TEMPO.CO, Jakarta - Direktur Eksekutif Institute for Development of Economics and Finance, Ahmad Erani Yustika, menilai sebaiknya PT Bank Mutiara Tbk menjadi BUMN baru yang fokus dalam penyaluran kredit usaha mikro kecil dan menengah untuk pertanian dan perikanan.
Menurut ia, Bank Mutiara sulit laku kalau pemerintah tak bisa menjamin bahwa segala persoalan hukum Bank tadi sudah final. Bila tak ada jaminan juga, Erani mengusulkan untuk segera beranjak ke opsi kedua, yakni dipakai sebagai jangkar program penanganan kemiskinan, pengembangan pertanian, atau UMKM.
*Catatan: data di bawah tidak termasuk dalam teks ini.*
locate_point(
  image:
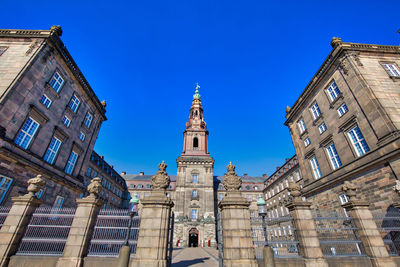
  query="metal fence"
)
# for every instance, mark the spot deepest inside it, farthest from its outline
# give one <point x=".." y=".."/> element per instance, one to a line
<point x="47" y="232"/>
<point x="389" y="227"/>
<point x="281" y="237"/>
<point x="3" y="214"/>
<point x="110" y="232"/>
<point x="337" y="235"/>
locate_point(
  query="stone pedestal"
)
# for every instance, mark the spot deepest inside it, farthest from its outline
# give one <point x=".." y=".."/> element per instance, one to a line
<point x="152" y="243"/>
<point x="14" y="226"/>
<point x="306" y="232"/>
<point x="368" y="233"/>
<point x="236" y="231"/>
<point x="81" y="231"/>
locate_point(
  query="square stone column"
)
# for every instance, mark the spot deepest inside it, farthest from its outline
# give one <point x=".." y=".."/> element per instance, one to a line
<point x="15" y="225"/>
<point x="236" y="231"/>
<point x="152" y="244"/>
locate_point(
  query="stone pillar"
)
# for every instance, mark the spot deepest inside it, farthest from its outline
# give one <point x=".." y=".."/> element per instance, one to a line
<point x="306" y="231"/>
<point x="82" y="227"/>
<point x="17" y="220"/>
<point x="235" y="219"/>
<point x="367" y="230"/>
<point x="151" y="250"/>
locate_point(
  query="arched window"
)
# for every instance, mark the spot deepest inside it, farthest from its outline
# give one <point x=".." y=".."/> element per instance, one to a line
<point x="195" y="142"/>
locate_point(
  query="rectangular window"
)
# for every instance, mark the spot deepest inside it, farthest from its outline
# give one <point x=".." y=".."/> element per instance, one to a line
<point x="82" y="136"/>
<point x="358" y="141"/>
<point x="88" y="120"/>
<point x="194" y="178"/>
<point x="315" y="167"/>
<point x="392" y="69"/>
<point x="315" y="111"/>
<point x="333" y="156"/>
<point x="45" y="100"/>
<point x="302" y="126"/>
<point x="333" y="91"/>
<point x="74" y="103"/>
<point x="56" y="82"/>
<point x="66" y="121"/>
<point x="342" y="110"/>
<point x="52" y="151"/>
<point x="5" y="184"/>
<point x="322" y="128"/>
<point x="307" y="142"/>
<point x="26" y="133"/>
<point x="69" y="168"/>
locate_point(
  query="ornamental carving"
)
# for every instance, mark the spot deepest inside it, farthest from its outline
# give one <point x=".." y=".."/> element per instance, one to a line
<point x="35" y="184"/>
<point x="95" y="187"/>
<point x="161" y="180"/>
<point x="231" y="181"/>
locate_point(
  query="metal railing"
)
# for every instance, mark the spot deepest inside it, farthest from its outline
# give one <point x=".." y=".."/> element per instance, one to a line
<point x="389" y="227"/>
<point x="47" y="232"/>
<point x="110" y="231"/>
<point x="3" y="214"/>
<point x="337" y="235"/>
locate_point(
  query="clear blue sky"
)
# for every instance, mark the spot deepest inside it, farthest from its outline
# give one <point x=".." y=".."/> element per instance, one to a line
<point x="251" y="59"/>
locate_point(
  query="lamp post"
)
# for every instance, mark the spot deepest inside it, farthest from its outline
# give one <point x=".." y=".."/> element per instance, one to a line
<point x="125" y="251"/>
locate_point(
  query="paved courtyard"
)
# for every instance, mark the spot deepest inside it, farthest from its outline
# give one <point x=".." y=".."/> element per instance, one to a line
<point x="199" y="257"/>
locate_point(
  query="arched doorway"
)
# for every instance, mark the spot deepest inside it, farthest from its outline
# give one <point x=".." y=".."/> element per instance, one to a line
<point x="193" y="237"/>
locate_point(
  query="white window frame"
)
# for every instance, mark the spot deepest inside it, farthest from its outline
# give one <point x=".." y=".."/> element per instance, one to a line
<point x="315" y="111"/>
<point x="70" y="166"/>
<point x="27" y="132"/>
<point x="358" y="141"/>
<point x="52" y="150"/>
<point x="74" y="103"/>
<point x="391" y="69"/>
<point x="57" y="81"/>
<point x="342" y="109"/>
<point x="315" y="167"/>
<point x="46" y="101"/>
<point x="333" y="156"/>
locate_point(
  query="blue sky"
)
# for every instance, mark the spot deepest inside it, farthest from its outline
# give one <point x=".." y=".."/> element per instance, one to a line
<point x="251" y="59"/>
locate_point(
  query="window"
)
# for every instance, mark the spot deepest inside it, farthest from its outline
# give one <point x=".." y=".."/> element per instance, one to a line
<point x="315" y="167"/>
<point x="66" y="121"/>
<point x="5" y="184"/>
<point x="358" y="141"/>
<point x="69" y="168"/>
<point x="82" y="136"/>
<point x="392" y="69"/>
<point x="315" y="111"/>
<point x="322" y="128"/>
<point x="74" y="103"/>
<point x="26" y="133"/>
<point x="88" y="120"/>
<point x="333" y="156"/>
<point x="56" y="82"/>
<point x="307" y="142"/>
<point x="45" y="100"/>
<point x="301" y="125"/>
<point x="52" y="150"/>
<point x="333" y="91"/>
<point x="194" y="178"/>
<point x="342" y="110"/>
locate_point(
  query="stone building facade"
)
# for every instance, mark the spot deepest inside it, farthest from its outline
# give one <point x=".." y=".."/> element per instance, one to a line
<point x="49" y="117"/>
<point x="345" y="126"/>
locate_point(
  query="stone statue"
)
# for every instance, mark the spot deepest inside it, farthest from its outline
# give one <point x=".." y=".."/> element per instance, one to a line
<point x="231" y="181"/>
<point x="349" y="189"/>
<point x="94" y="188"/>
<point x="161" y="180"/>
<point x="35" y="184"/>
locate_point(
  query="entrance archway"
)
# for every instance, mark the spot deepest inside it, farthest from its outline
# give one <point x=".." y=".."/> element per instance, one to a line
<point x="193" y="237"/>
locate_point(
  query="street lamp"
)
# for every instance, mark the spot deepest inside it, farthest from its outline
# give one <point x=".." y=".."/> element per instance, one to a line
<point x="262" y="212"/>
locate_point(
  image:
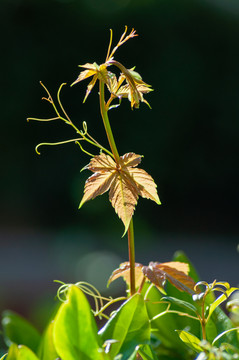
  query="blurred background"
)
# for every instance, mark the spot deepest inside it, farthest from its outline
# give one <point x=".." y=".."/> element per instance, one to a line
<point x="189" y="52"/>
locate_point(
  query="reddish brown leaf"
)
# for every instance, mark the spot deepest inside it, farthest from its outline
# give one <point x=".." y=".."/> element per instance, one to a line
<point x="174" y="272"/>
<point x="124" y="271"/>
<point x="124" y="181"/>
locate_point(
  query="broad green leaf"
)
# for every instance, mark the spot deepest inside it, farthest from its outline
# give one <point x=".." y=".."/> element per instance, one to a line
<point x="75" y="332"/>
<point x="20" y="352"/>
<point x="220" y="300"/>
<point x="163" y="326"/>
<point x="183" y="304"/>
<point x="190" y="340"/>
<point x="47" y="349"/>
<point x="181" y="256"/>
<point x="19" y="331"/>
<point x="218" y="323"/>
<point x="147" y="353"/>
<point x="129" y="326"/>
<point x="224" y="333"/>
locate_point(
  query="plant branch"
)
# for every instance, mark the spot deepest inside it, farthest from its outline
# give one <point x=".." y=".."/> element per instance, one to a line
<point x="131" y="257"/>
<point x="106" y="122"/>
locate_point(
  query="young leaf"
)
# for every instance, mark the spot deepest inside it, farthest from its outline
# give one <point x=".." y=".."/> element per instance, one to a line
<point x="129" y="326"/>
<point x="183" y="304"/>
<point x="124" y="182"/>
<point x="19" y="331"/>
<point x="191" y="340"/>
<point x="175" y="272"/>
<point x="220" y="299"/>
<point x="124" y="271"/>
<point x="20" y="352"/>
<point x="47" y="349"/>
<point x="75" y="332"/>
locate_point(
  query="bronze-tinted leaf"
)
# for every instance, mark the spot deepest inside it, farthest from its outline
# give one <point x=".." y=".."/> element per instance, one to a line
<point x="123" y="197"/>
<point x="176" y="273"/>
<point x="145" y="183"/>
<point x="101" y="163"/>
<point x="158" y="278"/>
<point x="124" y="180"/>
<point x="130" y="160"/>
<point x="97" y="184"/>
<point x="124" y="271"/>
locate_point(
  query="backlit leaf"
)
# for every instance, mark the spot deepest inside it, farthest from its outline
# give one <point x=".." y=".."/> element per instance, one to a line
<point x="129" y="326"/>
<point x="191" y="340"/>
<point x="175" y="272"/>
<point x="74" y="330"/>
<point x="124" y="181"/>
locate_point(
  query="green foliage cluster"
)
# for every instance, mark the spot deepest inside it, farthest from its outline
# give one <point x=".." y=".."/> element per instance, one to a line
<point x="147" y="325"/>
<point x="176" y="320"/>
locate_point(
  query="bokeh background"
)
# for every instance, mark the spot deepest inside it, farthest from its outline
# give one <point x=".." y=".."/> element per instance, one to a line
<point x="189" y="52"/>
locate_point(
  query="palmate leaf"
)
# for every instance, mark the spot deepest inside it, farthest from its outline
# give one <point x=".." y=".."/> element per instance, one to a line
<point x="124" y="181"/>
<point x="157" y="273"/>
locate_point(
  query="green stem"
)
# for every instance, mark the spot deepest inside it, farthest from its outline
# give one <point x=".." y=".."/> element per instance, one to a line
<point x="131" y="257"/>
<point x="106" y="122"/>
<point x="114" y="150"/>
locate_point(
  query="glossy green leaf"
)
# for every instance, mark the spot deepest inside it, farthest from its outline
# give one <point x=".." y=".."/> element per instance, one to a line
<point x="75" y="332"/>
<point x="220" y="300"/>
<point x="218" y="323"/>
<point x="47" y="349"/>
<point x="147" y="353"/>
<point x="19" y="331"/>
<point x="129" y="326"/>
<point x="166" y="334"/>
<point x="20" y="352"/>
<point x="183" y="304"/>
<point x="190" y="340"/>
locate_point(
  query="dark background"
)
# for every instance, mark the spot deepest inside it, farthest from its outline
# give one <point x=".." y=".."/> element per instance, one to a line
<point x="188" y="51"/>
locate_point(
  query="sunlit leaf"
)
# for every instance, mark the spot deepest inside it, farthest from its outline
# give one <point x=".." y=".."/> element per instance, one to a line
<point x="18" y="330"/>
<point x="175" y="272"/>
<point x="124" y="271"/>
<point x="220" y="300"/>
<point x="183" y="304"/>
<point x="191" y="340"/>
<point x="129" y="326"/>
<point x="124" y="181"/>
<point x="47" y="349"/>
<point x="75" y="332"/>
<point x="20" y="352"/>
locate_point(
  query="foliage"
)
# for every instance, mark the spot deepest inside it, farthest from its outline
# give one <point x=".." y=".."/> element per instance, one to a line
<point x="167" y="312"/>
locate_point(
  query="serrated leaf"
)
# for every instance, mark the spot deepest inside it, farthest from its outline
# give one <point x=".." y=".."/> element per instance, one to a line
<point x="124" y="181"/>
<point x="175" y="272"/>
<point x="220" y="299"/>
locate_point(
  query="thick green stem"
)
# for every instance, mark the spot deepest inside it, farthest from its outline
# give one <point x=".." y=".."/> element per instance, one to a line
<point x="131" y="257"/>
<point x="114" y="150"/>
<point x="106" y="122"/>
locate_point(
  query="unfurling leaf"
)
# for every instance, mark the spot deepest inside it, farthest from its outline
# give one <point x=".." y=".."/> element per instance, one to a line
<point x="175" y="272"/>
<point x="157" y="273"/>
<point x="124" y="181"/>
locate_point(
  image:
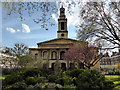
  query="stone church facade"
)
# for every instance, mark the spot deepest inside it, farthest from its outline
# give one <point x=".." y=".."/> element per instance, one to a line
<point x="52" y="50"/>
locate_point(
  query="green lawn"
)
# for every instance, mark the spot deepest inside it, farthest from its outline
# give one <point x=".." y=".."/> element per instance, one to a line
<point x="3" y="77"/>
<point x="115" y="79"/>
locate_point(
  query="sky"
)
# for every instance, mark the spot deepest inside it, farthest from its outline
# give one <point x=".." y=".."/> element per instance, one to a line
<point x="30" y="33"/>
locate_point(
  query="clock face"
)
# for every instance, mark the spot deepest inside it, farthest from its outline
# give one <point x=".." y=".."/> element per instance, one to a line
<point x="62" y="10"/>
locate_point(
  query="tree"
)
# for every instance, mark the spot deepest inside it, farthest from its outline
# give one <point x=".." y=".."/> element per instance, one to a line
<point x="101" y="20"/>
<point x="87" y="55"/>
<point x="20" y="8"/>
<point x="21" y="52"/>
<point x="18" y="50"/>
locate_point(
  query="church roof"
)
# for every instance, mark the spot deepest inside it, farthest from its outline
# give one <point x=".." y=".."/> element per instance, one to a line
<point x="57" y="39"/>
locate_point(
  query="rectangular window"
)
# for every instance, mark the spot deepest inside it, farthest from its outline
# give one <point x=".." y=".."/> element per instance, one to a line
<point x="62" y="25"/>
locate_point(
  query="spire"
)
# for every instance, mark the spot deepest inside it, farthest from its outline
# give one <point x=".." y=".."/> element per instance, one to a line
<point x="62" y="12"/>
<point x="62" y="24"/>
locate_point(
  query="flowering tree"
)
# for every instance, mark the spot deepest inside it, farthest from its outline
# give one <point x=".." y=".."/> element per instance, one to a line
<point x="87" y="55"/>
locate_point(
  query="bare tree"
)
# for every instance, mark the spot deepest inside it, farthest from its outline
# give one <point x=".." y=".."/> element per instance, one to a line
<point x="87" y="55"/>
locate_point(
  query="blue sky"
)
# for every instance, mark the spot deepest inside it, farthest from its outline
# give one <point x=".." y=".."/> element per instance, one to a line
<point x="28" y="32"/>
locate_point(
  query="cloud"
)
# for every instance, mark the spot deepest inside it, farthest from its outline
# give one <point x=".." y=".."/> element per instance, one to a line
<point x="26" y="28"/>
<point x="54" y="17"/>
<point x="18" y="30"/>
<point x="11" y="30"/>
<point x="33" y="47"/>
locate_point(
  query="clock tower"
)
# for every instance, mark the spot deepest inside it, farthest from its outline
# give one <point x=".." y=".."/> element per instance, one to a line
<point x="62" y="24"/>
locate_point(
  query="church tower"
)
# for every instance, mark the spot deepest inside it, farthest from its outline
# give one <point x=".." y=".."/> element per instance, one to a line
<point x="62" y="24"/>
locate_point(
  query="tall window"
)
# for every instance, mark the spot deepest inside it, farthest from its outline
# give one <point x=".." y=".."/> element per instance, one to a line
<point x="62" y="25"/>
<point x="45" y="55"/>
<point x="54" y="55"/>
<point x="62" y="55"/>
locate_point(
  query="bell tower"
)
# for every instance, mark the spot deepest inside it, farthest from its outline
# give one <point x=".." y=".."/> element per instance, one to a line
<point x="62" y="24"/>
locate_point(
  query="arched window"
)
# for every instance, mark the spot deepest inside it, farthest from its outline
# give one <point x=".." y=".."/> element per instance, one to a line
<point x="45" y="55"/>
<point x="62" y="55"/>
<point x="63" y="66"/>
<point x="62" y="25"/>
<point x="54" y="55"/>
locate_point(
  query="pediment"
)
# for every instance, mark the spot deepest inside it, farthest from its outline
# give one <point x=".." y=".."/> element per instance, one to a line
<point x="59" y="41"/>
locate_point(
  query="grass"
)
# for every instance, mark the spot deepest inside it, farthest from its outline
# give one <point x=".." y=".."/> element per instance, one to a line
<point x="3" y="77"/>
<point x="115" y="79"/>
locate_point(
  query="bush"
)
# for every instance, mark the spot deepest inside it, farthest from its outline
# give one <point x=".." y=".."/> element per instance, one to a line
<point x="92" y="79"/>
<point x="30" y="87"/>
<point x="34" y="80"/>
<point x="31" y="72"/>
<point x="67" y="80"/>
<point x="16" y="86"/>
<point x="75" y="73"/>
<point x="13" y="78"/>
<point x="52" y="78"/>
<point x="46" y="72"/>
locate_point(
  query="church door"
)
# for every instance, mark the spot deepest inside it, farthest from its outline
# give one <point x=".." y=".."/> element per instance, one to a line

“Penyaluran KUR mungkin bisa lewat Bank Mutiara. Bank Mutiara menyalurkan melalui sindikasi linkage program ke BPR-BPR. Fungsinya lebih jelas," kata Erani kepada Tempo, Rabu, 23 Januari 2013.
Erani menambahkan, persoalan di sektor pertanian sangat banyak. Lahan persawahan terus tergerus, sementara permintaan pangan terus meningkat. Ia mencatat sebagian sawah di Jawa telah berubah menjadi permukiman, mal, jalan raya, dan daerah industri.
Setiap tahun lahan berkurang 100 ribu hektare untuk kebutuhan ini. Sementara lahan pertanian hanya bertambah 40 ribu hektare setahun. Adapun kebutuhan pangan naik 4-5 persen setahun. Selain itu, Erani menyebut masalah dalam hal distribusi dan pengolahan.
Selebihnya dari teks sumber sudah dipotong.